The new Code of Welfare for hens has just been released, and the New Zealand Poultry Industry is already in overdrive, vociferously arguing that we can't afford to give up raising hens in cages, or switch to more humane systems.

The industry claims they need to be able to keep raising hens in battery cages for at least another 20 years. And then possibly they will switch to yet another cage system, which they call an 'enriched cage' or a 'colony system.'

The so-called 'enriched cage' will have a perch and nesting box, but will still only allow a hen about the size of A-4 sheet of paper of space.

A cage is a cage by any other name, and hens locked inside these cages will still suffer all of their miserable lives, from not being able to exercise or express natural animal behaviours.

They will still be forced to stand on sloping floors which results in foot damage and leg weakness to hens. And they will inevitably suffer from skin damage and feather loss, too, from rubbing against the cages. Forcing them to live this way is surely a form of animal abuse.

The industry has commissioned two 'economic analyses' to support its case that egg prices would soar if cages were phased out.

But the industry conveniently ignores the fact that demand for free range and barn raised eggs increased by 30% last year and that the cost of barn eggs (around 20 cents more than a cage egg) would inevitably decrease as more egg farmers converted to barn and free range systems.

They also ignore the fact that so called enriched cage systems have been condemned as cruel by animal welfare campaigners around the world, and that at least two countries, Austria and Germany, have already decided to ban caged systems entirely, and there is mounting consumer pressure for other countries to do the same.

It also ignores the fact that public expectations about animal welfare have risen significantly in recent years -and most consumers find it unacceptable, in the 21st century, to imprison millions of animals in cages indefinitely.

And most important of all, it avoids answering some fundamental questions - what gives poultry producers the right do to take away hen's freedom, and their right to enjoy a normal life, and lock them away for life? What crime have they committed to be treated this way? And if it's a crime to lock a dog in a cage for all its life, why isn't it a crime to treat hens in this way?

Even the National Animal Welfare Advisory committee admits that keeping hens in cages breaches the purposes of the Animal Welfare Act.

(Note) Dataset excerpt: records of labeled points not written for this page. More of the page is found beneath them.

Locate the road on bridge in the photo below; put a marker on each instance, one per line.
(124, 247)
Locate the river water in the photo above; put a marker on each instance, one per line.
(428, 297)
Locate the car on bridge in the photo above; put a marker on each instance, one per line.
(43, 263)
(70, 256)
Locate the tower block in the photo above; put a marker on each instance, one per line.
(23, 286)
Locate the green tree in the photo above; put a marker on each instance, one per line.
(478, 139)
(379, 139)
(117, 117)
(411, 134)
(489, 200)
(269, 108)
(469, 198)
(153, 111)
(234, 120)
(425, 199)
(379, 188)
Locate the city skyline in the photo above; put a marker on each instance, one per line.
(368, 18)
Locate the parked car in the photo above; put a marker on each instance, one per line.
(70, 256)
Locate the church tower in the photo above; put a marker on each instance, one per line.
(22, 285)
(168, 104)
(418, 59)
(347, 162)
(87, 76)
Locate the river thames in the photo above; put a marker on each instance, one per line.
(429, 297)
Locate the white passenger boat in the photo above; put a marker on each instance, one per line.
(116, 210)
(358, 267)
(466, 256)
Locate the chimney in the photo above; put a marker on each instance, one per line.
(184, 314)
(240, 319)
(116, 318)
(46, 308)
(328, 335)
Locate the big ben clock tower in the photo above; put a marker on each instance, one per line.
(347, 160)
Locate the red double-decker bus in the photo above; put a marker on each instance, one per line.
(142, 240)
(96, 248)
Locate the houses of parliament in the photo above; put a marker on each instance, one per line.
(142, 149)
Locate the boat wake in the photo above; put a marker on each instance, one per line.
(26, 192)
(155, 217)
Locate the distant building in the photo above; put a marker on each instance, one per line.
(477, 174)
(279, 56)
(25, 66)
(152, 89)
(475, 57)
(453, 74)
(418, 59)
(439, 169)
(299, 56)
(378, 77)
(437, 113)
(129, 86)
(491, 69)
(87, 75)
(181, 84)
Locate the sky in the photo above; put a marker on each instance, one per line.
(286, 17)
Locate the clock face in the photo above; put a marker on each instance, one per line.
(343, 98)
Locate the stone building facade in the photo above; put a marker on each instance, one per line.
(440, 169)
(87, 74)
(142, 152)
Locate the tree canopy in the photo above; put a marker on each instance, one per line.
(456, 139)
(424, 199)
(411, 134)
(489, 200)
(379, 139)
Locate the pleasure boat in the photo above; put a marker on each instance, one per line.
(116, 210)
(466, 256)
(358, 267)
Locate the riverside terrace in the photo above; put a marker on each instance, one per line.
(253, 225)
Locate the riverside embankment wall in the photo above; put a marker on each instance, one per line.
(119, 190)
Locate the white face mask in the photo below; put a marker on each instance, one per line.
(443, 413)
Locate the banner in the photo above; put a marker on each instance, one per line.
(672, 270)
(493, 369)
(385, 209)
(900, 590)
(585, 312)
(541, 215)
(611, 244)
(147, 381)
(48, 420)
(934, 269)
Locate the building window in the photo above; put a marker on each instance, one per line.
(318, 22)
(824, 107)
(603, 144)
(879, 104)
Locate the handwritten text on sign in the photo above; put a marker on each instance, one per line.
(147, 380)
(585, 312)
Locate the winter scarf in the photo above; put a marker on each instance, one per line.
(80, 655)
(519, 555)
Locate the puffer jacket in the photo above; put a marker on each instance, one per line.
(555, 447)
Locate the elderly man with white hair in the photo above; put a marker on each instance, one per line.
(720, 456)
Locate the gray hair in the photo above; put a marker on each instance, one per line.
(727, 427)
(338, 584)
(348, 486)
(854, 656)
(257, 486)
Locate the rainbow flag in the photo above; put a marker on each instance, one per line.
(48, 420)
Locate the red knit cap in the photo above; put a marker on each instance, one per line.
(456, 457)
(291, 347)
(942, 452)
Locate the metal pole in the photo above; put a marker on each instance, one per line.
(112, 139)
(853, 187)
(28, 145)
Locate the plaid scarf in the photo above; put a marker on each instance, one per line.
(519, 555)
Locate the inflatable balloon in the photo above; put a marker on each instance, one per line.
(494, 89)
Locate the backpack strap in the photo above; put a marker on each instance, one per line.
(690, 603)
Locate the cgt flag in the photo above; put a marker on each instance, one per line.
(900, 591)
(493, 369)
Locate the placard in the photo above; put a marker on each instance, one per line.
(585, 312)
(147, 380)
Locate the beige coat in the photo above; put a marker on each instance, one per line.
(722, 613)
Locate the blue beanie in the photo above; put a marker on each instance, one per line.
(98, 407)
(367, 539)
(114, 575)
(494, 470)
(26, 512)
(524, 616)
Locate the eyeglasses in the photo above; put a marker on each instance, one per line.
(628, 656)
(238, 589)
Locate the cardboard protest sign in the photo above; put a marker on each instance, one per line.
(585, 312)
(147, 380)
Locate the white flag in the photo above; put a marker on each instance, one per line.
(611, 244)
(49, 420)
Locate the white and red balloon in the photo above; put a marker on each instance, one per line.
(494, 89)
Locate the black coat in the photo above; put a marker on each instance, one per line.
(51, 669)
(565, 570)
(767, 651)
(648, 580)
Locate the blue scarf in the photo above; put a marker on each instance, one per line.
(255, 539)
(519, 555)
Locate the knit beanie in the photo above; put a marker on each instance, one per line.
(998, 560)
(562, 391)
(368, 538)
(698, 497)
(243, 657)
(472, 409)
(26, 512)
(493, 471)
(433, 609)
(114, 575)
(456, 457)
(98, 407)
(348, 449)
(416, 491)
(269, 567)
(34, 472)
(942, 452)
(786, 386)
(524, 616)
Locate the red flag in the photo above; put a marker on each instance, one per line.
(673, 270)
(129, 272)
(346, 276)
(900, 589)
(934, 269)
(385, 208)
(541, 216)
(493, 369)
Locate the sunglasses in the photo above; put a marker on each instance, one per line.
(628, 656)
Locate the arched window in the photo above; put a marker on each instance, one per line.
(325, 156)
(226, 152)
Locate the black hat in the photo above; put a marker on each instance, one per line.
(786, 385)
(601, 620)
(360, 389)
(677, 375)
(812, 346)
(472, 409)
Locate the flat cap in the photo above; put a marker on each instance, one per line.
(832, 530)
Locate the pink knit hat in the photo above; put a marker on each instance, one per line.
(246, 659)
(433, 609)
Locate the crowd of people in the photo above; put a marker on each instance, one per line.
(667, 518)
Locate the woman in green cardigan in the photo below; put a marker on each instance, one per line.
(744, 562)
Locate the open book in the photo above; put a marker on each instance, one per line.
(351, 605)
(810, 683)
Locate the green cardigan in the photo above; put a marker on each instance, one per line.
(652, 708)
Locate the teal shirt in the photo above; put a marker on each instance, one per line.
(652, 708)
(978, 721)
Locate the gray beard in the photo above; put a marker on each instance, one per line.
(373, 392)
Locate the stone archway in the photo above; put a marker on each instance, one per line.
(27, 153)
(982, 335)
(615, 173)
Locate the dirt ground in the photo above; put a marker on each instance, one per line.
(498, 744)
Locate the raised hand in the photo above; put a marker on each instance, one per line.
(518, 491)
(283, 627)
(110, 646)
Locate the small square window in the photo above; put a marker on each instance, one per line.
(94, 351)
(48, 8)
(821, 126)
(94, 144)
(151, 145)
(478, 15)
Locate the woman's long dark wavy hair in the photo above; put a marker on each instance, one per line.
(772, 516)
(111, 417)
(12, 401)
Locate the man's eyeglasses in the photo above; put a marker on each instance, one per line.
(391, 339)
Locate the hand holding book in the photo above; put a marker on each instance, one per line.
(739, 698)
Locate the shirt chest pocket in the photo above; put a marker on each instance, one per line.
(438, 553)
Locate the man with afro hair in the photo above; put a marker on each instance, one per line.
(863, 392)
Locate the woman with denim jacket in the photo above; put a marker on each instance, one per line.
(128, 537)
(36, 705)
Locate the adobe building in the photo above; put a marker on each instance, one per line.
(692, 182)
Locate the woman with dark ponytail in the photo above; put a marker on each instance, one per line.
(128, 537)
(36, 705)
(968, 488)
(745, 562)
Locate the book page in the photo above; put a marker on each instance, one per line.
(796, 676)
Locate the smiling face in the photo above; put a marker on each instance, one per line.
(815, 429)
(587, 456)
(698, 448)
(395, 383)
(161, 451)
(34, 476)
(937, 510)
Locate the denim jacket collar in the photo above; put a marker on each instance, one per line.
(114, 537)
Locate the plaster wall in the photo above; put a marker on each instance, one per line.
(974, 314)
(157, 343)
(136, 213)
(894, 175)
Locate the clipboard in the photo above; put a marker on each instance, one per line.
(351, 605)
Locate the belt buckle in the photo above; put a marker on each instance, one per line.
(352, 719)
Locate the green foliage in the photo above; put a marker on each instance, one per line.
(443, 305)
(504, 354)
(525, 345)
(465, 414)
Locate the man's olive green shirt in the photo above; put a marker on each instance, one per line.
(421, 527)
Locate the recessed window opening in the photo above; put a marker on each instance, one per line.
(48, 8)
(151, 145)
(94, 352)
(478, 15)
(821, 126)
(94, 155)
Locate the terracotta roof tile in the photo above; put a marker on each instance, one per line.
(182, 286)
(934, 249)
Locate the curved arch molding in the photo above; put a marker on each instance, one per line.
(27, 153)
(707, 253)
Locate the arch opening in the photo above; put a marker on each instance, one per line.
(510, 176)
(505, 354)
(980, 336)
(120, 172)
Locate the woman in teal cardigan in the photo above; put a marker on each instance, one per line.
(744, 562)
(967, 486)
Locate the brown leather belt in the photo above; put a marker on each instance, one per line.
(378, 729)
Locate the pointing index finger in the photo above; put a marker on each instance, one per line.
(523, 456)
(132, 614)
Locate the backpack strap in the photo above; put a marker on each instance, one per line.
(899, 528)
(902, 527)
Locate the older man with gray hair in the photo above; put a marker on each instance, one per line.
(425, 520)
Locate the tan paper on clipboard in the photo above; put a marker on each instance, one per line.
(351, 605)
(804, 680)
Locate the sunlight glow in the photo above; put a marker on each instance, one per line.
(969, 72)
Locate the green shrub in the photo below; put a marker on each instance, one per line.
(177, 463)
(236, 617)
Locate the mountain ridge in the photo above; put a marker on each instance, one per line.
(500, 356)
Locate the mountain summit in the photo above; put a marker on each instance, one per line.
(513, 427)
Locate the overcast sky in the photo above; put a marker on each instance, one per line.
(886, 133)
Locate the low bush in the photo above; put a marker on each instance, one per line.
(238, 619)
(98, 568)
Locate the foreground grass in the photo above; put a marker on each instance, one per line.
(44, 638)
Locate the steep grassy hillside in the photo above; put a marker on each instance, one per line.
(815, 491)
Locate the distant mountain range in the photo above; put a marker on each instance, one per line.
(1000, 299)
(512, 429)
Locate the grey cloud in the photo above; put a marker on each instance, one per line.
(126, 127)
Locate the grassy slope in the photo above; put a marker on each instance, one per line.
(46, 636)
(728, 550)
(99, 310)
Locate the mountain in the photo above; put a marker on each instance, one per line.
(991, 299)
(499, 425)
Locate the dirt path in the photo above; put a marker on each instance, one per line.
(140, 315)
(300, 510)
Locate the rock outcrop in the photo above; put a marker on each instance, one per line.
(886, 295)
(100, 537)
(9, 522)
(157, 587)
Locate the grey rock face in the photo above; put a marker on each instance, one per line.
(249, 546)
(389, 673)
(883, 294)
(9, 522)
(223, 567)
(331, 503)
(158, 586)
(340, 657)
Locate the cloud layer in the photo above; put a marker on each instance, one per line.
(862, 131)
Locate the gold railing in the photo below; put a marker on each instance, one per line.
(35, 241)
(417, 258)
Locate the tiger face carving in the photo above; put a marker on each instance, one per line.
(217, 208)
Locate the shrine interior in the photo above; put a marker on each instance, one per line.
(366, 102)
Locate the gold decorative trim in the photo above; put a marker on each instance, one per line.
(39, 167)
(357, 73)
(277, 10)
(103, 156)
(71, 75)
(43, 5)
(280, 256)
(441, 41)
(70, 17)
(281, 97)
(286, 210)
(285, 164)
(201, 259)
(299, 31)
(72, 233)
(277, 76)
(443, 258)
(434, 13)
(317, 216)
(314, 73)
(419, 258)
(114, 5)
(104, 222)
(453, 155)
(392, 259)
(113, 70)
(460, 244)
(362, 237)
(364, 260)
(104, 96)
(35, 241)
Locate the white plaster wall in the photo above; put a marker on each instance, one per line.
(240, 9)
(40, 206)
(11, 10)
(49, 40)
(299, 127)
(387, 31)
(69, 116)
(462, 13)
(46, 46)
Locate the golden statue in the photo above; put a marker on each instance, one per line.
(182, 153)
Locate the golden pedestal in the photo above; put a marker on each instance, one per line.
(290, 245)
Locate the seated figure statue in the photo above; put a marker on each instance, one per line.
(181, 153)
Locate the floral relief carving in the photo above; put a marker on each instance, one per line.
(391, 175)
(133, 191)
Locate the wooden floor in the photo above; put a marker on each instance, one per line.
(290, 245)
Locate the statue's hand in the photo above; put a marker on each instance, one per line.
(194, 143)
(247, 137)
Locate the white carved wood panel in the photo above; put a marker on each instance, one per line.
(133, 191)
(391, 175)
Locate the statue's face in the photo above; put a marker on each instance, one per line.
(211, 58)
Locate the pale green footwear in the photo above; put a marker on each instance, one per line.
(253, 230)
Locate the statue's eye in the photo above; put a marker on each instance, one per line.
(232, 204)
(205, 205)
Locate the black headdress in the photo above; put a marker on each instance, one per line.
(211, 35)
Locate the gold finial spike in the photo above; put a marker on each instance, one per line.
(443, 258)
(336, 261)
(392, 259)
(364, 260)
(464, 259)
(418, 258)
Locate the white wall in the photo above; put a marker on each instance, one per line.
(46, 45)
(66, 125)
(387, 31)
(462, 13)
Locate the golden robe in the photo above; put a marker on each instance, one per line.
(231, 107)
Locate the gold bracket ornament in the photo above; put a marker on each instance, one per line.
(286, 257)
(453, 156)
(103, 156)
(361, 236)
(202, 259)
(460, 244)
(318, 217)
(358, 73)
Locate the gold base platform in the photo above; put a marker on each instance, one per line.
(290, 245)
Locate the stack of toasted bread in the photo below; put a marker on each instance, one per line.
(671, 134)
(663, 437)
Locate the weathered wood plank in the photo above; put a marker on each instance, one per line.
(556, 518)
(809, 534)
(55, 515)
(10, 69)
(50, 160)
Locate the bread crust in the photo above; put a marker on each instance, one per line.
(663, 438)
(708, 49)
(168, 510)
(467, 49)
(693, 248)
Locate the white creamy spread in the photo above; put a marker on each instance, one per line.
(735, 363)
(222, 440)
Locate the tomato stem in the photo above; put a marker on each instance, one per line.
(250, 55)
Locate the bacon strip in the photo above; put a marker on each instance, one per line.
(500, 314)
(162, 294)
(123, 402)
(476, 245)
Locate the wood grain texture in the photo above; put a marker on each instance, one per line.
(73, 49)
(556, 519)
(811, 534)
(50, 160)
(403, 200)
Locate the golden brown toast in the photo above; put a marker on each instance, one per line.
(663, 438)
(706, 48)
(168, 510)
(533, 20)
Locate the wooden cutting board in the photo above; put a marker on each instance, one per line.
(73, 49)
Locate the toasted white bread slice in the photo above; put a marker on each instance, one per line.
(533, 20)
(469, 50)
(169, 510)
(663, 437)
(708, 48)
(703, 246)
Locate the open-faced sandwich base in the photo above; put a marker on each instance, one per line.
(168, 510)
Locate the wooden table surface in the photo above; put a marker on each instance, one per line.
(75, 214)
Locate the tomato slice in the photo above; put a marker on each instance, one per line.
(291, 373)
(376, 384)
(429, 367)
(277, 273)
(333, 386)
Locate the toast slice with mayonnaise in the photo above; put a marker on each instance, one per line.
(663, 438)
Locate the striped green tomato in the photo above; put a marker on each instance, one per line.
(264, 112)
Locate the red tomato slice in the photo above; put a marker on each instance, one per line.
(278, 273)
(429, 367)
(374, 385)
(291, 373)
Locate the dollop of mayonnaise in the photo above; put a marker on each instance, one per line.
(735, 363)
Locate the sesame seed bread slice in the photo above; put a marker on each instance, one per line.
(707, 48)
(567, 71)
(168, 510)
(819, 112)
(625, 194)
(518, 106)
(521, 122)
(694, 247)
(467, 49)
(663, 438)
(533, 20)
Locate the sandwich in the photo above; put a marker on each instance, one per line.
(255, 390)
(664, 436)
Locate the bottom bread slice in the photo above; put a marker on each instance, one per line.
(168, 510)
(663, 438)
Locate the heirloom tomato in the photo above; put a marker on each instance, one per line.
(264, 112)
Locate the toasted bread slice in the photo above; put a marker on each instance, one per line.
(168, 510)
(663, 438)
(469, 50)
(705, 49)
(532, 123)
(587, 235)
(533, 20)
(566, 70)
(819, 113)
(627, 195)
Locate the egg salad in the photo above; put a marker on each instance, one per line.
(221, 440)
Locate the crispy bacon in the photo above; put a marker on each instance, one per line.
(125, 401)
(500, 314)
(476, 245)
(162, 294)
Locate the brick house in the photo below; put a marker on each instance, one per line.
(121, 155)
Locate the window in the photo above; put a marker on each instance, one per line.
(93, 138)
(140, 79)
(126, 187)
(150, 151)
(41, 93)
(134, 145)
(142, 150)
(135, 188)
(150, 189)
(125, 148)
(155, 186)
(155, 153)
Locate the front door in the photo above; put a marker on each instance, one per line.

So it would therefore be absurd to encourage poultry farmers to invest millions in a new cage system, when it is inevitable that consumer pressure will force the new cage systems to be abandoned.

So I would urge the Poultry Industry to learn a lesson from the unfortunate experience of the pork industry, which suffered a huge loss of credibility by its obdurate refusal to phase out sow crates.

Instead of behaving like King Canute, and trying to stem the turning tide by clinging to cruel cage systems, the poultry industry needs to realise that it is in their, and New Zealand's interests, to phase out all cage systems and switch to more humane barn and free range farming systems.

New Zealand needs to be a world leader in promoting humane food. By doing this consumers and exporters will benefit.